Jairzinho conta que João Saldanha sacou um
revólver enorme, a maior arma que ele já tinha visto na vida. Um jornalista
presente diz que era um revólver calibre 32, cano curto. Outro jornalista diz
que Saldanha atirou para o alto. Saldanha diz que atirou para o lado, para não
acertar em ninguém, e para que quando Manga corresse ele acertasse o seu
traseiro, para humilhá-lo. Diz ainda que o tiro saiu na direção de seu sobrinho
Bebeto de Freitas, hoje também um conhecido personagem do mundo esportivo, mas na
época apenas um garoto. Gérson diz que ele atirou para o chão. Um jornalista
diz que Manga pulou um muro duas vezes mais alto que ele, mas Saldanha diz que
Manga correu para dentro do recinto. O editor de imagens do filme foi muito
feliz ao colocar todas essas versões na mesma seqüência, propositalmente.
Pergunto a vocês: alguém duvida que esse episódio
de fato aconteceu? Seria invenção de alguém - ou de todos? Há contradições? Há.

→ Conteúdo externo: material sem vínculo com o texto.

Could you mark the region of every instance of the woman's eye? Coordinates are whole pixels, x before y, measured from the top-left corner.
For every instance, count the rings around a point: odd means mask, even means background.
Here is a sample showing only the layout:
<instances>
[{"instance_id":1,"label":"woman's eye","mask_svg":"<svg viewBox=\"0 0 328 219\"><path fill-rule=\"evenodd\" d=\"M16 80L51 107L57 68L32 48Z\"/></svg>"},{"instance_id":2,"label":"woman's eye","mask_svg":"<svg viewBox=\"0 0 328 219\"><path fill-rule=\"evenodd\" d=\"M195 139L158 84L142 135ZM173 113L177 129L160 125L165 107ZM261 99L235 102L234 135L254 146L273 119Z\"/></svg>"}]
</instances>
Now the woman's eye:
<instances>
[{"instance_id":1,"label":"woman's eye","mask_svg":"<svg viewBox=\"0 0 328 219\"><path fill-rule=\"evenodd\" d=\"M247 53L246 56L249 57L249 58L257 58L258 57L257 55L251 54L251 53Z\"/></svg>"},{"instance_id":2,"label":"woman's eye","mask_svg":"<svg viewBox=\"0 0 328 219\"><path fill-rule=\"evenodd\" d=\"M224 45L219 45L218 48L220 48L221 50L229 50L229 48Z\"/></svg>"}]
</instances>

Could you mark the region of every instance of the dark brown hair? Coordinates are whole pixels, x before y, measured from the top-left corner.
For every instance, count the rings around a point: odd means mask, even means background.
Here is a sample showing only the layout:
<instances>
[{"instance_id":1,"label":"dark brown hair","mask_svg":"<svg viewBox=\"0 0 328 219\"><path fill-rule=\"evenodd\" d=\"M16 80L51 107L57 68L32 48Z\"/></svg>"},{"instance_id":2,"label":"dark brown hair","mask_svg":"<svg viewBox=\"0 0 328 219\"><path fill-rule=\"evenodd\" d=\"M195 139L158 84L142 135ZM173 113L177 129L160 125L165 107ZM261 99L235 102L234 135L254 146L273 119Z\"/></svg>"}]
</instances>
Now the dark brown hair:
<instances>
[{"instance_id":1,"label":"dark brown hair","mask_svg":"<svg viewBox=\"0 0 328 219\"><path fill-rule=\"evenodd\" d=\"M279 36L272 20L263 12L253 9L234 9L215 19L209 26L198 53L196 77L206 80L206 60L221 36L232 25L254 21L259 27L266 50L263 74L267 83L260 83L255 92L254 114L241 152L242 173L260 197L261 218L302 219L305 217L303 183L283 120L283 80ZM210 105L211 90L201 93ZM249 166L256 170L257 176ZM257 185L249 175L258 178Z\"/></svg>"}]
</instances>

Quem está certo? Todos estão certos. Jairzinho diz que o revólver era o maior
que ele já havia visto, mas outros dizem que a arma era pequena. Depende do
ponto de vista. Um diz que o tiro foi para o alto, outro que foi para baixo,
outro que foi para o lado. E se foi um tiro para cima, um para baixo e um para
o lado? Percebe como o ângulo determina o relato? Em todo caso, o resumo é o
seguinte: houve uma confusão envolvendo João Saldanha e o goleiro Manga, tiros
foram disparados, mas ninguém morreu. O resto é detalhe, que não desqualifica
nem o episódio nem as testemunhas.
Mas tem
mais.
Voltemos ao Evangelho.
Voltemos ao Evangelho.
A segunda explicação para o caso do(s) cego(s é um pouco mais difícil, mas também ajuda a elucidar a propalada "contradição". Onde aconteceu a cura - na chegada ou
na saída de Jericó? Mateus e Marcos dizem que Jesus estava saindo de Jericó
quando encontrou o(s) cego(s), mas Lucas diz: “Aconteceu
que, ao aproximar-se ele de Jericó...”
(18:35). Para explicar essa aparente contradição, precisamos apenas achar uma
explicação plausível dos fatos relatados. Neste caso, há, pelo menos, duas:
(1) Alguns sugerem que o problema vem na tradução aqui
da palavra grega usada por Lucas (eggizo). Dizem que esta palavra pode significar o ato de chegar
perto de um local, ou pode significar simplesmente estar próximo. Neste caso,
se ele acabou de sair de Jericó, estaria próximo.
(2) Uma outra
sugestão envolve
um fato histórico de existirem na época de Jesus a antiga cidade de Jericó,
aquela mesma cujo muros caíram no tempo de Josué, e ao mesmo tempo, uma nova
Jericó construída por Herodes, o Grande. Assim, Jesus teria saído da cidade
antiga (conforme Mateus e Marcos) enquanto aproximava-se da nova cidade
(conforme Lucas).
De modo que o relato dos evangelhos, em
especial no caso do(s) cego(s) de Jericó, nada tem de contraditório: os relatos
são apenas complementares.
Como na
hoje antológica briga de João Saldanha e Manga, naquele dezembro de 1967.